Ce qui fait la force des ERL, c'est son organisation oscillant entre chaos et ordre — un peu à l'image de l'Europe en général. Chaque ligue nationale possède son public, qui vient ensuite soutenir ses représentants lors des European Masters. Ce sont des Worlds à petite échelle. En comparaison, les LCS Academy sont simplement "la ligue américaine, mais en moins bons.", alors que la scène américaine regorge de potentiel.

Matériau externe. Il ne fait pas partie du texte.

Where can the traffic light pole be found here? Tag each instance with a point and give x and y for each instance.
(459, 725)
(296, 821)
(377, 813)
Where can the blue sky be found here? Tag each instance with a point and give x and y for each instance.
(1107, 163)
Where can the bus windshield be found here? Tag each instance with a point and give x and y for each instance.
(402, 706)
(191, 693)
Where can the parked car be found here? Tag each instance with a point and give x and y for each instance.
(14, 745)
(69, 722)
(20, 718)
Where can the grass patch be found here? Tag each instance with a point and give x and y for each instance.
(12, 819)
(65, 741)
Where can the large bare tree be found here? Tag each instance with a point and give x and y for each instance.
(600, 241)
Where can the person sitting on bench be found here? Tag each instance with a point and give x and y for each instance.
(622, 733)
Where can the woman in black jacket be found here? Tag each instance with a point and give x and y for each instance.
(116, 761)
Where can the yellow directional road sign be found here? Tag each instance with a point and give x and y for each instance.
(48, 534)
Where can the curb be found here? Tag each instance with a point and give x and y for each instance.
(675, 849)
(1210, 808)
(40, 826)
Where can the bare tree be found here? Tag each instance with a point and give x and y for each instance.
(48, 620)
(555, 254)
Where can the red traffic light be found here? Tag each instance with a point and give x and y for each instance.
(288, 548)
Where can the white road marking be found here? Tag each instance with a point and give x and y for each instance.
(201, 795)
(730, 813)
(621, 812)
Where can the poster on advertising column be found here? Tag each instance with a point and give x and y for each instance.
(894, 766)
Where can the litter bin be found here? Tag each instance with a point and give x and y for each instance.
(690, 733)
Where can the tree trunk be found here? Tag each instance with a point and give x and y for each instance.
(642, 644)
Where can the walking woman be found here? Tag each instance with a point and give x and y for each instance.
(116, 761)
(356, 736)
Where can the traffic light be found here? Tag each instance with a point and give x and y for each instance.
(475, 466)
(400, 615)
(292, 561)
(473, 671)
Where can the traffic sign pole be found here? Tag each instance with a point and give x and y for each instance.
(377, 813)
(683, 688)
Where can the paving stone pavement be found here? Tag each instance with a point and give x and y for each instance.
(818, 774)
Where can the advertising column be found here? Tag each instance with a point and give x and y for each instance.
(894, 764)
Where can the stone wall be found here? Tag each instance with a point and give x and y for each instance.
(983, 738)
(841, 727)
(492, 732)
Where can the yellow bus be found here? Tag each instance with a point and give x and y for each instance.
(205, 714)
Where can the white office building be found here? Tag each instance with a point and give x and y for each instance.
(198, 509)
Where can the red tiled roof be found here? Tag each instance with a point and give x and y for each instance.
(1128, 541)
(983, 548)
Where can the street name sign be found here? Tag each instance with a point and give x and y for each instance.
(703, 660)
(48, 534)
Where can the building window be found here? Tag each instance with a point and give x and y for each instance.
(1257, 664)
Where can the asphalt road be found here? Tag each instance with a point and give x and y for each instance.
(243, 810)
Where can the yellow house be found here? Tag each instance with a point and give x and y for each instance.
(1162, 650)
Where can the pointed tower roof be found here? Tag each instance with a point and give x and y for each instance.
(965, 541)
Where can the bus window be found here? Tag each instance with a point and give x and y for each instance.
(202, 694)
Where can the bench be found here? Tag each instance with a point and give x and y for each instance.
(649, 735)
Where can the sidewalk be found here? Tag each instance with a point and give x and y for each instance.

Après tout, l'Amérique du Nord est une confédération d'Etats qui pourraient très bien donner à des championnats nationaux. Et puis, le pays dispose déjà d'un championnat universitaire extrêmment développé, avec des bourses dans plusieurs grandes écoles prestigieuses à la clef. Plus encore,de nombreuses idées ont déjà été proposées pour remplacer le système académique — à commencer par l'instauration d'un système de conférence, proposé par l'ancien coach de CLG, Weldon Green.
NAEast vs NAWest — non seulement un tel système permettrait sinon de résoudre, du moins d'améliorer la question du ping en Amérique du Nord — mais surtout il offrirait à la scène américaine une véritable assise compétitive... Tout pourvu que les LCS arrêtent d'être les cancres de l'écosystème compétitif de League of Legends.